On the other hand, unlike the existing manufacturing and processing technology, the metal injection molding method is a production technology capable of mass-producing a highly functional three-dimensional complex shape article at a relatively low cost.

Titanium aluminide (TiAl) intermetallic compound has high temperature strength, oxidation resistance and light weight, and is applied to aircraft surface, structural products, automobile engines, etc., and has high weight and cost reduction effect. However, it has been difficult to mold titanium aluminide by the metal injection molding method due to poor ductility and the like, difficult molding, high cost, and easy oxidation.

Examples of metal injection molding of TiAl or Ti ₃ Al intermetallic compounds are shown in US Pat. No. 4,707,332. They are characterized by lowering the manufacturing cost of the post-processing process by manufacturing mechanical articles using CIP (Cold Isostatic Pressing) or powder injection molding using alloy powder. However, the cited patent performs a heat treatment process up to 600 ° C to remove the binder after the powder injection, there is a disadvantage in that the injection shape is easily broken because the binder is rapidly removed in this process.

The conventional method for producing articles by powder injection molding of titanium aluminide intermetallic compounds disclosed in Korean Patent Application No. 10-1997-0074925 does not consider the process characteristics and manufacturing process variables of titanium aluminide intermetallic compounds. There is a problem that is difficult to apply to production. Therefore, in order to be able to continuously manufacture a complicated shape article by powder injection molding method using titanium aluminide intermetallic compound, it is necessary to develop a manufacturing method that considers process characteristics and manufacturing process parameters of titanium aluminide intermetallic compound in detail. There is this.

Accordingly, the present invention is to provide a method for producing a titanium aluminide intermetallic compound that can continuously produce a titanium aluminide intermetallic article having a dense structure using a metal injection molding method without large restrictions on size. .

One embodiment of the present invention to achieve the above technical problem is a process of forming a powder mixture by mixing a metal powder containing titanium and aluminum with a binder;

Injection molding the powder mixture into a mold to form an injection molded body;

A degreasing step of performing a solvent extraction step of dipping the injection molded product in a solvent and stirring to extract the binder and a pyrolysis step of removing the binder remaining in the injection molded product by pyrolysis;

Presintering the injection molded product which has undergone the degreasing step; And

A method for producing a titanium aluminide intermetallic article comprising the step of main sintering the presintered injection molded body is provided.

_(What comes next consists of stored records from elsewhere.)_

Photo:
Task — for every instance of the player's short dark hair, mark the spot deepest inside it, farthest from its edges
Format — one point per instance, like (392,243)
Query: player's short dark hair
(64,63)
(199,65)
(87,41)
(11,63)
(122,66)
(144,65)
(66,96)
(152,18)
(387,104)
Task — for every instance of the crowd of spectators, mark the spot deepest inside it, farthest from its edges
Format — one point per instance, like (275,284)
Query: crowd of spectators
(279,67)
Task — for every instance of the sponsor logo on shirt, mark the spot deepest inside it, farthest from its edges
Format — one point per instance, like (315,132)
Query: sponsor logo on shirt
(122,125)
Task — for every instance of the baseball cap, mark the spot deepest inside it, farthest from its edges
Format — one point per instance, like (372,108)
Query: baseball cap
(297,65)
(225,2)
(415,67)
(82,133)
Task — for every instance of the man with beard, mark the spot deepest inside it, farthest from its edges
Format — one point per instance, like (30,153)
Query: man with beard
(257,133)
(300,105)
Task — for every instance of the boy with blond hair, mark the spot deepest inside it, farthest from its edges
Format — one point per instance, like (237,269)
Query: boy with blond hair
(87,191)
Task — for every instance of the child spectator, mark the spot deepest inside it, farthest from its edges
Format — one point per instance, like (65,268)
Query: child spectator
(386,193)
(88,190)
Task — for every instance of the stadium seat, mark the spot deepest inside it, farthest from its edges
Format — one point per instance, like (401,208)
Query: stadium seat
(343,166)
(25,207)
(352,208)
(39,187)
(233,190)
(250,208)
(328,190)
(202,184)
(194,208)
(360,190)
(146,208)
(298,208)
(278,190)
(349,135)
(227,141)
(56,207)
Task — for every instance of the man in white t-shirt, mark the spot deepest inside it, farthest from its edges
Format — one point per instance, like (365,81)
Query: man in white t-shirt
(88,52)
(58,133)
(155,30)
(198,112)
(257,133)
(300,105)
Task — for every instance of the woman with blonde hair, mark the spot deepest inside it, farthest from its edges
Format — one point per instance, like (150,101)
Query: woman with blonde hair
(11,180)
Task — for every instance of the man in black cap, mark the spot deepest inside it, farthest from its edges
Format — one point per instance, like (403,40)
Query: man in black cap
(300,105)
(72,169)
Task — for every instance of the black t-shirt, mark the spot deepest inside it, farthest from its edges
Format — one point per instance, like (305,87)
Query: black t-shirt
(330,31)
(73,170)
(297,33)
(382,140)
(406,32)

The weight ratio of the titanium to the aluminum in the metal powder is preferably 52:48 to 51:49, and the volume ratio of the metal powder to the binder is preferably 50:50 to 55:45. The binder preferably includes at least one selected from the group consisting of paraffin wax, polyethylene-lan-vinylacetate resin and stearic acid.

In the process of forming the injection molded body, the powder mixture is preferably heated to a temperature of 90 to 130 ° C. to injection molding, and more preferably 115 to 125 ° C.

The solvent extraction step is preferably carried out in alkane compound solvent of C5 ~ C11, more preferably carried out in alkane compound solvent of C6 ~ C8.

The pyrolysis step may include heating the injection molded product at 250 to 350 ° C. for 30 minutes to 1 hour 30 minutes in an inert gas or vacuum atmosphere; And it may include the step of further heating 30 minutes to 1 hour 30 minutes at 400 to 500 ℃.

The pre-sintering process is preferably carried out by sintering the injection molded body at a temperature of 850 to 1100 ℃ for 2 to 4 hours in a vacuum state of 10 ^-4 to 10 ^-9 torr, the injection molded body 10 More preferably, the sintering is carried out at a temperature of 950 to 1050 ° C. for 2 hours 30 minutes to 3 hours 30 minutes in a vacuum state of ⁻⁵ to 10 ⁻⁸ torr.

The main sintering process is preferably carried out by sintering the injection molded body at a heating rate of 2 to 4 ℃ / min at 1300 to 1450 ℃ for 10 to 35 hours, the injection molded body of 2.5 to 3.5 ℃ / min More preferably, it is carried out by sintering at 1330 to 1370 ° C. for 10 to 30 hours at a heating rate.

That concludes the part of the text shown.